One Year Later, One Year Stronger

This is an important day for me (which is why this could not wait until Tuesday). One year ago today, I was in a car accident. This is my story:

I was driving home after being with some friends from church, helping them work on a project. I was driving north on US 31 (in Indianapolis) when I noticed my fuel was running low so I decided to stop for gas.I turned into the Speedway on 31 and Edgewood. I filled up my gas tank to about 3/4 of the way (I had a 2003 Mitsubishi Outlander and there was a defect in them. They had a hole near the top of the gas tank, so if it got filled to a certain point, gas would leak out and make the whole car smell like gas).
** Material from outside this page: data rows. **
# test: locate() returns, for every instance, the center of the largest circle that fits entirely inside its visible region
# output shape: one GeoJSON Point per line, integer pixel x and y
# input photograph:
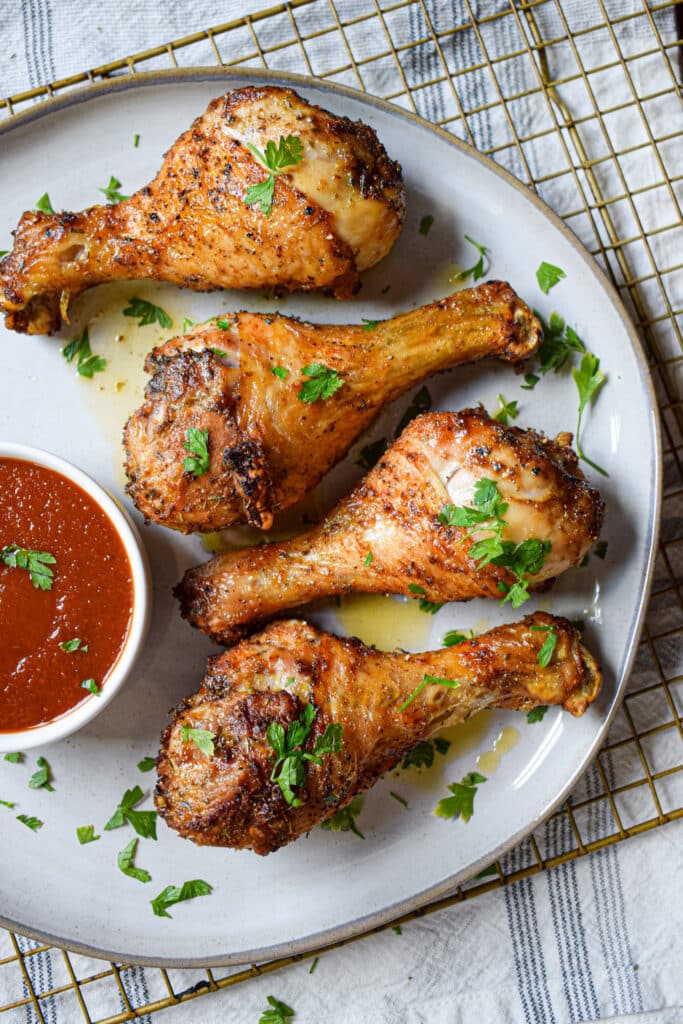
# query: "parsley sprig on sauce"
{"type": "Point", "coordinates": [36, 563]}
{"type": "Point", "coordinates": [289, 768]}
{"type": "Point", "coordinates": [276, 158]}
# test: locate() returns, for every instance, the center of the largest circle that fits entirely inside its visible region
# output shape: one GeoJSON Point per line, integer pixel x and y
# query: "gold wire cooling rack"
{"type": "Point", "coordinates": [537, 88]}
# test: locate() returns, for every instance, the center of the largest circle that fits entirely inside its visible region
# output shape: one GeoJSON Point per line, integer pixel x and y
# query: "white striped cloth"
{"type": "Point", "coordinates": [594, 939]}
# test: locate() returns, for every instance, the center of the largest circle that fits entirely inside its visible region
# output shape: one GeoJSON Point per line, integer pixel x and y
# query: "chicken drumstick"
{"type": "Point", "coordinates": [359, 710]}
{"type": "Point", "coordinates": [220, 379]}
{"type": "Point", "coordinates": [398, 531]}
{"type": "Point", "coordinates": [336, 208]}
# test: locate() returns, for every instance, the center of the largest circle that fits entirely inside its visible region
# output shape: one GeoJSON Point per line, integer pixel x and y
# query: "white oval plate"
{"type": "Point", "coordinates": [328, 886]}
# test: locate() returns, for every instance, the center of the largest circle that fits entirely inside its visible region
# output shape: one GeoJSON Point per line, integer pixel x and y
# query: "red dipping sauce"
{"type": "Point", "coordinates": [91, 598]}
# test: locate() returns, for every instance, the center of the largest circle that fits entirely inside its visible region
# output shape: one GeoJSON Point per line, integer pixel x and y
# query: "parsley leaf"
{"type": "Point", "coordinates": [41, 778]}
{"type": "Point", "coordinates": [322, 383]}
{"type": "Point", "coordinates": [427, 681]}
{"type": "Point", "coordinates": [197, 441]}
{"type": "Point", "coordinates": [87, 365]}
{"type": "Point", "coordinates": [172, 895]}
{"type": "Point", "coordinates": [371, 454]}
{"type": "Point", "coordinates": [477, 269]}
{"type": "Point", "coordinates": [112, 193]}
{"type": "Point", "coordinates": [421, 402]}
{"type": "Point", "coordinates": [344, 820]}
{"type": "Point", "coordinates": [288, 153]}
{"type": "Point", "coordinates": [548, 275]}
{"type": "Point", "coordinates": [426, 223]}
{"type": "Point", "coordinates": [146, 312]}
{"type": "Point", "coordinates": [36, 563]}
{"type": "Point", "coordinates": [144, 822]}
{"type": "Point", "coordinates": [125, 862]}
{"type": "Point", "coordinates": [44, 204]}
{"type": "Point", "coordinates": [202, 738]}
{"type": "Point", "coordinates": [507, 412]}
{"type": "Point", "coordinates": [33, 823]}
{"type": "Point", "coordinates": [86, 834]}
{"type": "Point", "coordinates": [546, 652]}
{"type": "Point", "coordinates": [71, 645]}
{"type": "Point", "coordinates": [589, 379]}
{"type": "Point", "coordinates": [279, 1014]}
{"type": "Point", "coordinates": [461, 804]}
{"type": "Point", "coordinates": [288, 770]}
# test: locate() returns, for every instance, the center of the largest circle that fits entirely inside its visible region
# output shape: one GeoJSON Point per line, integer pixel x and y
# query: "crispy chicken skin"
{"type": "Point", "coordinates": [229, 800]}
{"type": "Point", "coordinates": [258, 428]}
{"type": "Point", "coordinates": [394, 514]}
{"type": "Point", "coordinates": [335, 214]}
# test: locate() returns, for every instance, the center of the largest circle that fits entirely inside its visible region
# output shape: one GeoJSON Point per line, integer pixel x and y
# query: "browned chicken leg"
{"type": "Point", "coordinates": [266, 446]}
{"type": "Point", "coordinates": [397, 531]}
{"type": "Point", "coordinates": [335, 213]}
{"type": "Point", "coordinates": [228, 797]}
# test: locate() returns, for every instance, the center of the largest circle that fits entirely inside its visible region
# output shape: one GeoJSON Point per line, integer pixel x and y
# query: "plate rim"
{"type": "Point", "coordinates": [341, 934]}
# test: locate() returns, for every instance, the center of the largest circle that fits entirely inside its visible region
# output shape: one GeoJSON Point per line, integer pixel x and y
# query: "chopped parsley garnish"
{"type": "Point", "coordinates": [172, 895]}
{"type": "Point", "coordinates": [546, 652]}
{"type": "Point", "coordinates": [461, 804]}
{"type": "Point", "coordinates": [87, 365]}
{"type": "Point", "coordinates": [548, 275]}
{"type": "Point", "coordinates": [427, 681]}
{"type": "Point", "coordinates": [33, 823]}
{"type": "Point", "coordinates": [202, 738]}
{"type": "Point", "coordinates": [36, 563]}
{"type": "Point", "coordinates": [125, 862]}
{"type": "Point", "coordinates": [280, 1013]}
{"type": "Point", "coordinates": [44, 204]}
{"type": "Point", "coordinates": [421, 402]}
{"type": "Point", "coordinates": [322, 383]}
{"type": "Point", "coordinates": [112, 192]}
{"type": "Point", "coordinates": [507, 412]}
{"type": "Point", "coordinates": [288, 153]}
{"type": "Point", "coordinates": [41, 778]}
{"type": "Point", "coordinates": [71, 645]}
{"type": "Point", "coordinates": [344, 820]}
{"type": "Point", "coordinates": [288, 770]}
{"type": "Point", "coordinates": [477, 269]}
{"type": "Point", "coordinates": [371, 454]}
{"type": "Point", "coordinates": [520, 559]}
{"type": "Point", "coordinates": [86, 834]}
{"type": "Point", "coordinates": [589, 379]}
{"type": "Point", "coordinates": [197, 442]}
{"type": "Point", "coordinates": [422, 755]}
{"type": "Point", "coordinates": [144, 822]}
{"type": "Point", "coordinates": [146, 312]}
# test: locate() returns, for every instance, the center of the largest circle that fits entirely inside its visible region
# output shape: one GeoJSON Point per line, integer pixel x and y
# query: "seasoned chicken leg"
{"type": "Point", "coordinates": [230, 798]}
{"type": "Point", "coordinates": [335, 213]}
{"type": "Point", "coordinates": [394, 532]}
{"type": "Point", "coordinates": [266, 446]}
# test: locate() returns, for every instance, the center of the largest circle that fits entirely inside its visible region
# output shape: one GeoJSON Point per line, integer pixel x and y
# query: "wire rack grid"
{"type": "Point", "coordinates": [545, 96]}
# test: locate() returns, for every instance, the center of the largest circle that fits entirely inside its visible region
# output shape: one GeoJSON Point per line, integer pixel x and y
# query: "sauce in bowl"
{"type": "Point", "coordinates": [88, 597]}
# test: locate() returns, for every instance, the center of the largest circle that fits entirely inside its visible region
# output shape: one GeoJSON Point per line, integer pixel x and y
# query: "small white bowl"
{"type": "Point", "coordinates": [75, 719]}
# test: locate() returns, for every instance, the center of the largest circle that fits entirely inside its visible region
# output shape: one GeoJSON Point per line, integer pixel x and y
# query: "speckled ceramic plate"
{"type": "Point", "coordinates": [327, 886]}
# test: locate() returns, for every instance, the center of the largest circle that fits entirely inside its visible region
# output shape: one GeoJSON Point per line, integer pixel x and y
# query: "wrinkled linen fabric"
{"type": "Point", "coordinates": [598, 938]}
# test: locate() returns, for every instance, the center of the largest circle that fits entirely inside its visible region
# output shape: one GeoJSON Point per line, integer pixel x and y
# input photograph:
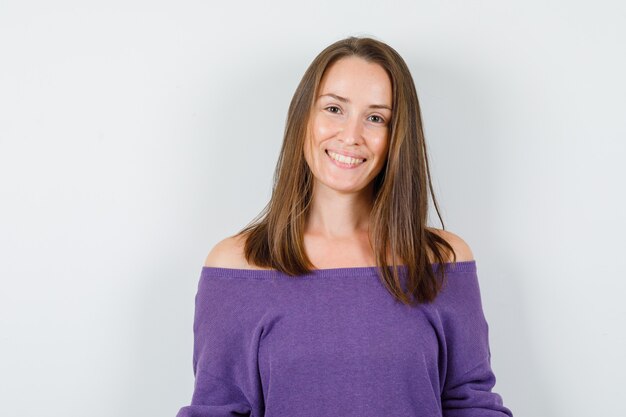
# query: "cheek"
{"type": "Point", "coordinates": [322, 128]}
{"type": "Point", "coordinates": [379, 146]}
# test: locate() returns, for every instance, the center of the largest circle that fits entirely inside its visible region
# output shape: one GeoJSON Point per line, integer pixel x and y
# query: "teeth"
{"type": "Point", "coordinates": [345, 159]}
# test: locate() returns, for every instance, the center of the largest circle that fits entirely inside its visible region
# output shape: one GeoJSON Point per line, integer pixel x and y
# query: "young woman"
{"type": "Point", "coordinates": [339, 300]}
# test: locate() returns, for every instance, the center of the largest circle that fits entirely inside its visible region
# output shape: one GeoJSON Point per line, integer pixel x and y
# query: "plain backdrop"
{"type": "Point", "coordinates": [134, 135]}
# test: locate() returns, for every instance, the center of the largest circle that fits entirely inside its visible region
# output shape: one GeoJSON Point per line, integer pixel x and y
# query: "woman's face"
{"type": "Point", "coordinates": [350, 117]}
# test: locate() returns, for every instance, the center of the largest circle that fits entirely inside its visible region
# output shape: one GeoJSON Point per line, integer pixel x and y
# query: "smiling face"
{"type": "Point", "coordinates": [350, 117]}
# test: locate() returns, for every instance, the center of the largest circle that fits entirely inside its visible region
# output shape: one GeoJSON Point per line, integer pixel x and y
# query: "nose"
{"type": "Point", "coordinates": [351, 131]}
I pulled back out onto Edgewood and turned on my signal to turn left onto 31 to continue going home. There was one car in front of me, and nobody else on the other side of the intersection at Edgewood. The light turned green, and the car in front of me turned left. I was following suit and was about halfway through my turn when I heard a sound I’ll never forget. I can’t describe it (those of you who have been in a car accident know what I’m talking about). I saw my windshield crack, and the next thing I knew I was pulling my face out of the airbag. I gathered my breath and my thoughts and then reached for my phone immediately.
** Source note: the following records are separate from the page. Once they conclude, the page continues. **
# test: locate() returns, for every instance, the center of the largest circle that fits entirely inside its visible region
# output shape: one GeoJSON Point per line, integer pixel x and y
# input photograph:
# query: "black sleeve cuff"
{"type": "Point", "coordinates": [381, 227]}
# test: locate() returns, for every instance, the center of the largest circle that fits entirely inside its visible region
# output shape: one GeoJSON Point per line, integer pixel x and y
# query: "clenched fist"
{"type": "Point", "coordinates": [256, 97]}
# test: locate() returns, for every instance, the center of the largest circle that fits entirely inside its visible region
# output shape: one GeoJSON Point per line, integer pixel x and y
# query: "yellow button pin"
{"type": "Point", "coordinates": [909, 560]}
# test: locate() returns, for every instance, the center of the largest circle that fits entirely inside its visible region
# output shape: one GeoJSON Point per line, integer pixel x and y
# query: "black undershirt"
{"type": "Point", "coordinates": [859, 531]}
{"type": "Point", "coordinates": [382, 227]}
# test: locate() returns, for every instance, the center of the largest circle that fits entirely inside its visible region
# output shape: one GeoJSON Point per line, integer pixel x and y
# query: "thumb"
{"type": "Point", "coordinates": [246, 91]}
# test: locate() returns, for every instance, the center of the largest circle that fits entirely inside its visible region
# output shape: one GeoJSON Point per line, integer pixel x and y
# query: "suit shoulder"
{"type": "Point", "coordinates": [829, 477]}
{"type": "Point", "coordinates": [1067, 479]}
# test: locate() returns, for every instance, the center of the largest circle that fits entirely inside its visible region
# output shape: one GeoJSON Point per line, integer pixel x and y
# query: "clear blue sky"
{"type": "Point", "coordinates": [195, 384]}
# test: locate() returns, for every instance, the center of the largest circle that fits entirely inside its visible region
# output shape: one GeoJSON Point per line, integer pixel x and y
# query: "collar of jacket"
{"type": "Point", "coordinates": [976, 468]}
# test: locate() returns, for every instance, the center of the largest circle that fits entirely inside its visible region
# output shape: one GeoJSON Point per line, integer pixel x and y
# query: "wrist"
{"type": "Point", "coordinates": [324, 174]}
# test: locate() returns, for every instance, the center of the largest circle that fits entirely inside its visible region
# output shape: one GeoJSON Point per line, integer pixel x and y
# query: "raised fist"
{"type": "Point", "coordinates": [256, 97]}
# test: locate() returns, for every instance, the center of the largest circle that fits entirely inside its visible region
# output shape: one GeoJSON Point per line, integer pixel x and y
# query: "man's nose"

“911. What’s your emergency?’

“Um. I was just in a car accident.”

“What’s your location?”

“31 and Edgewood.”

“Okay. Do you need EMS, Fire Department, or Police?”
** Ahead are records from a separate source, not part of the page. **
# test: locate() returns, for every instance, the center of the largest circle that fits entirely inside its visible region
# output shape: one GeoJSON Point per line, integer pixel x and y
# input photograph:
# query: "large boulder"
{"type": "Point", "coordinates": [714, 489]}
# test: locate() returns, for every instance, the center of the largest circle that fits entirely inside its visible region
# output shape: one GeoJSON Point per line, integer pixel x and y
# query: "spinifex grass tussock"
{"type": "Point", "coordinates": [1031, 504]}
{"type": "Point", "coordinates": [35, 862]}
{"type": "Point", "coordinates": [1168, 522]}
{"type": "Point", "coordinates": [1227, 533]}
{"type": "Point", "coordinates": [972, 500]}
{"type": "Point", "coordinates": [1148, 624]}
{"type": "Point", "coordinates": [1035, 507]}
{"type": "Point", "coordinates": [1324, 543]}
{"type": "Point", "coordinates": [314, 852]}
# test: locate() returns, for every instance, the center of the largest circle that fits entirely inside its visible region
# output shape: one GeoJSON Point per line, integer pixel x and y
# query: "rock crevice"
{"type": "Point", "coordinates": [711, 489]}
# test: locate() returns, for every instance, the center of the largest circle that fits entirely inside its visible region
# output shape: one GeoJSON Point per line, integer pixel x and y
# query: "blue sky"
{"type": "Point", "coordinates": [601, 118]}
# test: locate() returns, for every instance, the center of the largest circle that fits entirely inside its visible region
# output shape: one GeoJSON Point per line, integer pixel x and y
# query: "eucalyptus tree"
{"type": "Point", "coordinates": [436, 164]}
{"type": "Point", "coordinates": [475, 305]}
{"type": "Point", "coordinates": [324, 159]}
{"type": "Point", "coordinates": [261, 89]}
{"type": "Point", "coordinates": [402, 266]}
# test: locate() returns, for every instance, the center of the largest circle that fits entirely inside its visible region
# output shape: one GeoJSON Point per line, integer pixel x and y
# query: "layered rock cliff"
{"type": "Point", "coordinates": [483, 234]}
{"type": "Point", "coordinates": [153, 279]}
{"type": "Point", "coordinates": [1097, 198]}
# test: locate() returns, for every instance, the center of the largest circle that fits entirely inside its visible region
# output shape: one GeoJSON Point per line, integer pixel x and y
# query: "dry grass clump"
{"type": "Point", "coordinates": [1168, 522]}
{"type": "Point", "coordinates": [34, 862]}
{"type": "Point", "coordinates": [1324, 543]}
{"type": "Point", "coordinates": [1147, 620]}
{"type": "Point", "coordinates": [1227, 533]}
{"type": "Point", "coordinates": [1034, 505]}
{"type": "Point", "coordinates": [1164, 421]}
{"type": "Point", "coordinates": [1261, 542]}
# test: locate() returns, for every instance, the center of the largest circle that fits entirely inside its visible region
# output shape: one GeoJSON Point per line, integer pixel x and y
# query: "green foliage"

I looked over at the other driver. I saw that she was not bleeding and did not appear too badly injured, so I said “Just police is fine.”

So I am dispatched to the police department and I repeat the entire conversation again. After I get off the phone with the police dispatcher, I make the hard call.

“Mom, I was just in an accident.”

“Are you okay?!?!”

“I think so. Just a little banged up.”

“Where are you?”

“31 and Edgewood.”

“Okay, honey. I am on my way.”

At this point, I am still sitting in my car in the middle of the intersection trying to make sense of what just happened. There was a guy at Starbucks just down the road who had seen the whole thing and happened to be a crossing guard. He put on his vest and was guiding traffic to flow smoothly. He came over to me and tapped on my window. I opened my door, and he said “You need to get out. I smell something burning.”

I stepped out of my car and I could smell it too. He walked with me to a corner so I would not get hit. As I walked in front of my car, a sob caught in my throat. The front of both cars were pretty well smashed in. There was glass everywhere along with a fluid, which to this day I still believe to be my gasoline. Anyway, I walked over to the corner the guy was guiding me to and stood next to the other girl involved. She was shivering and extremely emotional (I expected myself to be the same way honestly, and I was surprised that I wasn’t). I noticed she was wearing a cheerleading uniform, and I felt horrible for her to be standing out in the cold. I did my best to calm her down by talking about cheerleading.

My dad got there soon after. He made sure I was okay and then started taking the stuff out of my car. After that, he started exchanging insurance and other information with the other girl’s parents. A police officer arrived, and she had us girls get in the squad car so we could stay warm (February is cold and despite the adrenaline running through me, the cold was starting to catch up to me).I had at least two other people mention that they called the police as well (the crossing guard being one of them). So more police show up, and an ambulance. One of the EMT’s walks over to us (still in the squad car). We rolled down the window so we could talk to him and he asked if we were alright. We assured him we were and once he realized neither of us were bleeding or severely injured, he said “Okay. Well it looks like you both are okay, so we are going to leave.” So the EMS departs. I don’t remember if the Fire Department came, but if so, they left by this time too.

So the police gets the statements from both of us girls, and my brain is trying to process it all. Then, finally, we head home. I was shook up and my mom told me I was not required to go to school the next day; however, I knew I still needed to go (I don’t like missing days and there were people that needed to know I was okay). So the next day at school, it all finally caught up with me and I had an emotional breakdown.

The report officially listed the accident as my fault, but I knew that was only because I was turning left and did not have an arrow. I suffered a few bruises and a little bit of airbag and seatbelt burn, but the other girl and I both survived.

I still clench my hands when I go through that intersection. However, that and the memory are the only scars that still remain. I am so grateful for the kind people like the crossing guard and the first cop that arrived (she was technically off-duty but responded anyway). They went out of their way to help two teenage girls cope with a wreck. A couple weeks ago, a friend of mine got in an accident, and I was ready to run out the door and go help her out. I know that if that had happened last year, I would have been concerned, but I would not have known what to do. I am not grateful that I got in an accident, but I am grateful that I am able to learn and grow from that experience. It doesn’t hurt like it used to. After the accident, I would think about what had happened and just break down. And while that is something I will never fully heal from, I know that I would not be where I am today without it. The experiences that shape you may not be what you expect, but every experience is an opportunity to learn from and grow. And that is how terrible things like a car accident make me stronger than I ever was before.